Show some detailed Pictures, front & back of PCB.
They are worth a Thousand words!


----------



## Chuck D. Bones (Mar 18, 2021)

BeeSharp said:


> Hi,
> 
> I just built my second Benson Preamp and it has the same problem as the first.  It has a noisy background (just high noise floor - nothing crazy).  When I touch the Q2 J201 (which is a SMT mounted one from PedalPCB), you can clearly hear my touching it like a microphonic preamp tube.  Any thoughts?
> 
> Thanks!


Don't touch it?  Ha ha ha.  Probably a bad solder joint.  Inspect everything under magnification.  Some amount of noise is normal when you crank the gain.  SMT transistors should not be microphonic.  Ceramic caps can be.

And like Music6K said, pictures please.


----------



## BeeSharp (Mar 22, 2021)

Sorry for the delay and thanks for the help.  Here are the pics!


https://imgur.com/8ifwgN5




https://imgur.com/xzbNGDD




https://imgur.com/GCYPvED


----------



## BeeSharp (Mar 22, 2021)

I'm using a Hakko at around 750F


----------



## Chuck D. Bones (Mar 22, 2021)

I see what you did there with the two 1M resistors and the diode on the back side.  Very clever solution!
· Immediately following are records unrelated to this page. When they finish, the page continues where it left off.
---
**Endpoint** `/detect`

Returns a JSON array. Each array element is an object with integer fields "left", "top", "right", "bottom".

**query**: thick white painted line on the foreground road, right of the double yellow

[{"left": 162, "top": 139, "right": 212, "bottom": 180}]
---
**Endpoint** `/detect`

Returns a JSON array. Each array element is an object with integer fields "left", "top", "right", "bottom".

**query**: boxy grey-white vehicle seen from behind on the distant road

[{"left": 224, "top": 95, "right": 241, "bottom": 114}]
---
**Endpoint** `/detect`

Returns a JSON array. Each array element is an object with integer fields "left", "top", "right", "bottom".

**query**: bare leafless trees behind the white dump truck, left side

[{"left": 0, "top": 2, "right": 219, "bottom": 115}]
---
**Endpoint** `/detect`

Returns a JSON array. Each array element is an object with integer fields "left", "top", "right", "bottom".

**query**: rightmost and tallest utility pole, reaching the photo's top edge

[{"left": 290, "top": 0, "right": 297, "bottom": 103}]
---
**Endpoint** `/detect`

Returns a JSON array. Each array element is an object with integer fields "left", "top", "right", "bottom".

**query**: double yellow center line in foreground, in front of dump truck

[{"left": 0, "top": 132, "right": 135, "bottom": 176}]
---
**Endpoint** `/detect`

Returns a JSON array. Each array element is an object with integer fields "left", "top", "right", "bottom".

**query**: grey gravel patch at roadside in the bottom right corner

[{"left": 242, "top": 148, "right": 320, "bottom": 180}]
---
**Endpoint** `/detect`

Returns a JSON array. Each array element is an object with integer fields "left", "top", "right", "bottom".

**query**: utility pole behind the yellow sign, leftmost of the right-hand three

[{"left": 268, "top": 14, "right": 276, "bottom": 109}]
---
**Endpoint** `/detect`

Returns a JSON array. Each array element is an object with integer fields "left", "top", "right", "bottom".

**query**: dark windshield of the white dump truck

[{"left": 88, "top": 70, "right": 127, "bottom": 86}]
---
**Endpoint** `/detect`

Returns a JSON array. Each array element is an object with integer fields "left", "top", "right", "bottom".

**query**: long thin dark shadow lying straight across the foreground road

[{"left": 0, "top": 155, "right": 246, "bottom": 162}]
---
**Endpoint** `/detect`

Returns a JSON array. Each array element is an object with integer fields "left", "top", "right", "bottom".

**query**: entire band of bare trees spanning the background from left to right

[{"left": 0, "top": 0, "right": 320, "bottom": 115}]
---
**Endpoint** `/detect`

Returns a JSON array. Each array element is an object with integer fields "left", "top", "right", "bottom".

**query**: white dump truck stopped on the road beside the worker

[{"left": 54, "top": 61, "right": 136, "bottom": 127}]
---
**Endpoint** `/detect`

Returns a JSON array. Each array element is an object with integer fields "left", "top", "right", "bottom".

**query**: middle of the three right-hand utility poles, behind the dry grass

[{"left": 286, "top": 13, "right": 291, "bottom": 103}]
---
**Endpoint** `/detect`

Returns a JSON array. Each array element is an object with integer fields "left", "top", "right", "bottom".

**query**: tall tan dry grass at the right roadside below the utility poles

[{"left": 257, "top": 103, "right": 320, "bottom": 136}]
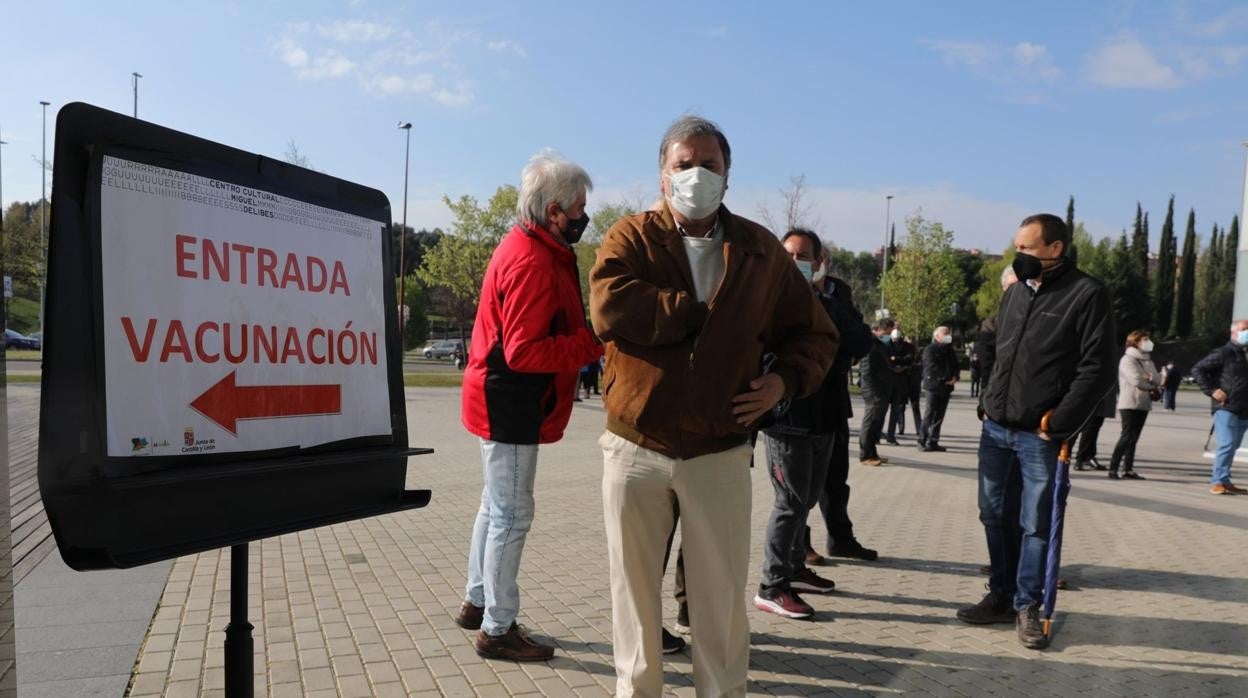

Trimpots can be microphonic.  You might try twisting them back & forth a few times, then reset them to their previous positions.  

Are you sure you have clearance between the solder tits and the 1M dual pot?

Check the clearance between the bottom of that huge-ass filter cap and diode's solder tits.  (yes, it's a legit term, I didn't make it up).

The solder joints on the middle JFET might be cold.  You can tell better than we can.  Doesn't look like the solder wetted to all three leads.


----------



## BeeSharp (Mar 22, 2021)

Chuck D. Bones said:


> I see what you did there with the two 1M resistors and the diode on the back side.  Very clever solution!
> 
> Trimpots can be microphonic.  You might try twisting them back & forth a few times, then reset them to their previous positions.
> 
> ...


Thanks Chuck!  I did see a little "tit" sticking up and potentially touching the dual gang pot.  I plugged it back in, I can't remember if this happened before, but with the pedal back in the enclosure, when I touch the dual gang pot's shaft, I get a buzzy sound...The big electrolytic is not touching the 5817 diode tits. I reflowed the solder on the middle jfet


----------



## Chuck D. Bones (Mar 22, 2021)

That hum problem is usually caused by the pot case not being properly grounded.  Make sure the pots and jacks are all making metal-to-metal contact with the enclosure and the jacks are grounded to the board. The good news is that your case is bare metal inside, no paint scraping req'd.


----------



## BeeSharp (Mar 23, 2021)

Chuck D. Bones said:


> That hum problem is usually caused by the pot case not being properly grounded.  Make sure the pots and jacks are all making metal-to-metal contact with the enclosure and the jacks are grounded to the board. The good news is that your case is bare metal inside, no paint scraping req'd.


I made sure all pots are grounded well and touching the enclosure, but it still has the same noise and microphonics that they other I built does.  Here is a short video:


----------



## Chuck D. Bones (Mar 23, 2021)

Sounds like you have the gain cranked and there might be a loose connection.


----------



## giovanni (Mar 23, 2021)

Are you sure you don’t have cold solder joints that are sorta rattling and causing what sounds like microphonic components?


----------



## vittoles (Jul 21, 2022)

Hi, did you find the problem?
got the same on an other pedal.
thanks


----------



## BeeSharp (Aug 7, 2022)

I built two and had the same problem....Probably my fault, but I haven't found it yet...I moved on and have a few to return to


----------